Col. David H. Hackworth, author of "Steel My Soldiers' Hearts," "Price of Honor" and "About Face," saw duty or reported as a sailor, soldier and military correspondent in nearly a dozen wars and conflicts -- from the end of World War II to the fights against international terrorism.More ↓Less ↑
We’re engaged in a terrorist conflict that will no doubt prove to be the longest and nastiest war in our country’s history. Which means we can’t tolerate slack such as: Three National Guard combat brigades being deployed to Iraq that aren’t good-to-go; our deploying warriors still being sent to the killing fields without sufficient armored vests and vehicles; and the outrageously high number of active-duty and reserve-component troops who aren’t deployable but are being paid to soldier anyway.
All of the above – all fixable – can be blamed on bad leadership. There are just too many Perfumed Princes sporting stars who are politicians, lobbyists and salesmen rather than soldiers. Abe Lincoln went through a squad of such spoilers before he found a U.S. Grant. Today, he’d probably have to sort through at least a battalion of the top brass to find one Ulysses.
Another leadership problem – particularly pressing during a war – is the poor quality of the average Army lieutenant. The LT has the most dangerous and demanding leadership job in the Army and is presently the least prepared. That’s because the commissioning sources – West Point, ROTC and Officer Candidate School – have seldom been demanding enough, and that’s especially true today. There’s too much touchy-feely classroom stuff and nowhere near enough practical, down-in-the-dirt training so critical to developing combat leadership skills.

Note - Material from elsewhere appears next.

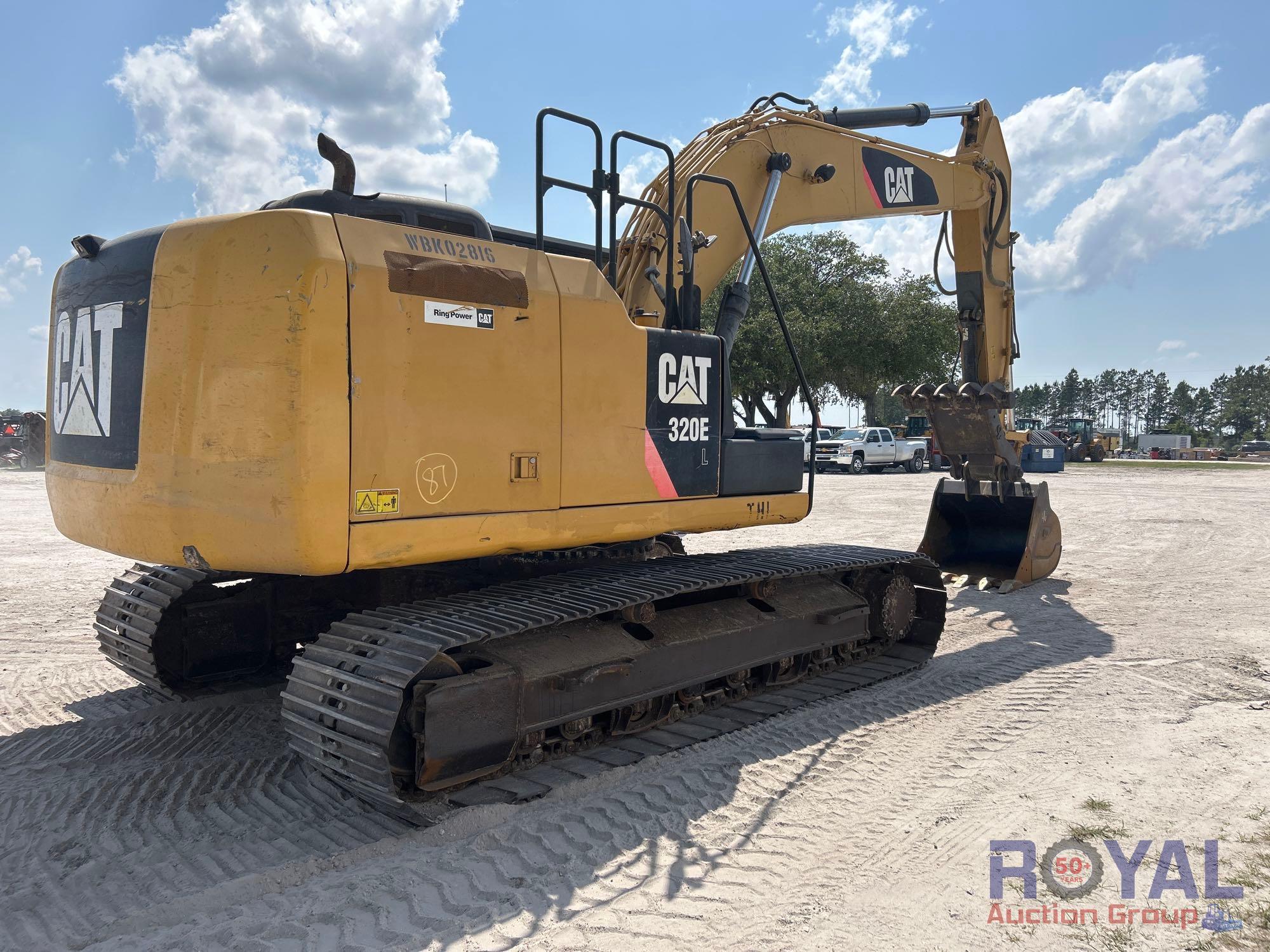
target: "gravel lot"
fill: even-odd
[[[936,479],[828,475],[808,522],[691,548],[912,547]],[[165,703],[109,666],[126,560],[0,472],[0,948],[1270,947],[1270,467],[1049,482],[1055,576],[952,593],[921,671],[419,829],[311,783],[273,692]],[[1152,840],[1137,900],[1106,858],[1073,900],[1104,914],[1203,913],[1147,890],[1163,840],[1201,890],[1220,840],[1243,928],[989,922],[989,842],[1071,833]]]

Then, too, most freshly minted second lieutenants aren’t made of the same true grit as their World War II grandfathers — who had their faces rubbed in the Depression and came from a harsher, far less urbanized, less politically sensitive place. But even way back then, only about 50 percent of the mass-produced LTs could make it on the battlefield.

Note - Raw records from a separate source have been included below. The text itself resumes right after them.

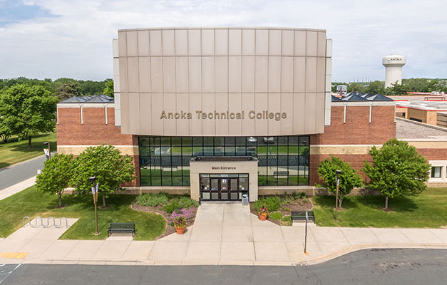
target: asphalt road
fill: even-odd
[[[8,264],[0,284],[446,284],[447,250],[366,249],[298,266]]]
[[[0,169],[0,191],[37,175],[37,170],[43,168],[45,157],[38,157],[28,162]]]

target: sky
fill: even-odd
[[[0,78],[112,78],[118,30],[170,26],[324,28],[333,81],[447,78],[446,0],[0,0]]]

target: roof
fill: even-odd
[[[335,97],[333,95],[332,95],[331,96],[332,96],[332,102],[342,102],[343,101],[343,100],[340,99],[339,98]]]
[[[396,138],[404,140],[414,139],[447,140],[447,128],[396,118]]]
[[[361,101],[394,101],[393,99],[389,97],[386,97],[382,94],[371,94],[371,93],[363,93],[355,92],[349,92],[341,96],[341,98],[332,96],[332,102],[361,102]]]
[[[86,99],[83,98],[82,97],[73,96],[60,103],[84,103],[84,102],[86,102]]]
[[[84,95],[82,97],[73,96],[63,101],[59,102],[59,103],[114,103],[114,98],[113,97],[108,96],[106,95]]]

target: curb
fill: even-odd
[[[51,155],[54,155],[56,153],[57,153],[57,152],[51,152]],[[6,166],[6,167],[4,167],[3,168],[0,168],[0,172],[4,171],[4,170],[8,170],[9,168],[12,168],[14,167],[19,166],[20,165],[23,165],[23,164],[25,164],[25,163],[27,163],[27,162],[31,162],[33,160],[38,160],[39,158],[42,158],[43,157],[45,157],[45,155],[41,155],[36,156],[36,157],[33,157],[33,158],[30,158],[30,159],[26,160],[21,161],[20,162],[14,163],[14,165]]]
[[[78,265],[139,265],[139,266],[189,266],[189,265],[238,265],[238,266],[310,266],[319,264],[336,259],[343,255],[357,252],[362,249],[447,249],[447,244],[359,244],[346,247],[338,252],[327,254],[323,256],[317,257],[309,259],[303,262],[290,263],[290,262],[264,262],[264,261],[250,261],[250,262],[227,262],[227,261],[216,261],[216,262],[187,262],[185,261],[155,261],[148,259],[1,259],[4,264],[78,264]]]
[[[309,259],[304,262],[299,262],[294,264],[294,265],[303,266],[303,265],[314,265],[320,263],[326,262],[329,260],[340,257],[343,255],[349,254],[351,252],[357,252],[363,249],[447,249],[447,244],[359,244],[354,245],[346,248],[344,248],[338,252],[335,252],[323,256],[314,258],[313,259]]]

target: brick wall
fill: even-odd
[[[369,123],[369,106],[346,107],[346,123],[343,123],[343,106],[332,106],[331,125],[324,127],[322,134],[310,136],[311,145],[381,145],[390,138],[396,138],[394,106],[373,106],[371,123]],[[372,161],[368,154],[347,154],[354,147],[346,145],[346,154],[334,154],[343,161],[349,162],[366,180],[360,171],[364,160]],[[310,155],[309,185],[321,183],[317,173],[319,162],[329,158],[330,155]]]
[[[83,108],[81,123],[80,108],[58,108],[56,125],[58,145],[138,145],[136,135],[121,134],[121,128],[115,126],[115,110],[108,108],[106,124],[104,108]],[[139,156],[133,155],[137,179],[123,186],[140,186]]]
[[[343,106],[331,108],[331,125],[322,134],[310,136],[311,145],[381,145],[396,138],[394,106],[348,106],[343,123]]]

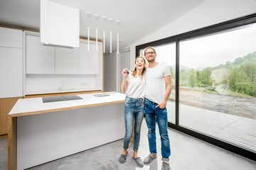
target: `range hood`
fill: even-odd
[[[79,9],[41,0],[40,36],[43,45],[79,47]]]

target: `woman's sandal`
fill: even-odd
[[[128,154],[128,151],[127,152],[127,154],[121,154],[120,157],[119,157],[119,162],[121,164],[124,164],[126,162],[126,159],[127,158],[127,154]]]

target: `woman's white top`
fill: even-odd
[[[132,76],[132,72],[129,72],[127,80],[129,83],[128,87],[126,91],[126,95],[130,98],[144,98],[146,94],[145,91],[145,78],[143,76],[142,80],[137,74],[136,77]]]

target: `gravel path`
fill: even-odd
[[[180,103],[256,119],[256,98],[233,96],[181,89]],[[172,90],[170,99],[175,98]]]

By the Korean War, only about four out of 10 “90-day wonders” were up to the job.
And during the Vietnam War, my biggest problem while commanding three infantry battalions, two in combat and one stateside, was – no big surprise – the LTs. Or, as I not-so-fondly called them, the “weakest link.” In 1969, while skippering the 4/39th Infantry Battalion, I fired 59 of these losers — which drove our general and Col. Lee Dyment, the guy responsible for LT assignments, absolutely nuts. Not that I cared. No weak-linker was going to kill my guys.
I remember feeling that same determination during the first year of the Korean War when I repeatedly refused a battlefield commission. My top kick finally said: “Hack, if you don’t take the commission, one day some second balloon might come in and take over your platoon. He might also get a lot of people killed. Then how would you feel? You’ve got to take the promotion and look after your troops.”
So I did. And during the next 20 years of service, I discovered over and over that the majority of new LTs were seriously lacking. But by the time I was commanding my ninth company-sized unit in Germany in the early ’60s, I’d developed a magic formula: An eager-beaver LT would report in fresh out of Fort Benning, ready to command the world but incapable of leading a thirsty drunk to happy hour. “LT, meet your platoon sergeant,” I’d tell him. “Don’t give any orders or make any decisions without his approval. Walk hand-in-hand with him and learn. He was running a platoon when you were learning how to ride a tricycle, and that’s probably where he’ll be when you’re a colonel at the Pentagon.”
This system worked so well that more than 20 of the hundreds of LTs I trained became general officers. Some commanded divisions and one an Army. None were Perfumed Princes.
Here’s the extrapolation:
Make Basic Officer Entry Training run at least a year. It should be 1960s Ranger-type training designed to forge warrior leaders and weed out the talentless and the weak.
Those who manage to survive should then be assigned to regular platoons as observers under a master sergeant platoon sergeant. As soon as the platoon sergeant recommends a promotion, the new first lieutenant should be given the command of a platoon for a year. And throughout this entire learning-to-lead process, the supervising platoon sergeant would submit evaluations.
A radical departure? Absolutely. But far better than the radical departure of our grunts from Planet Earth.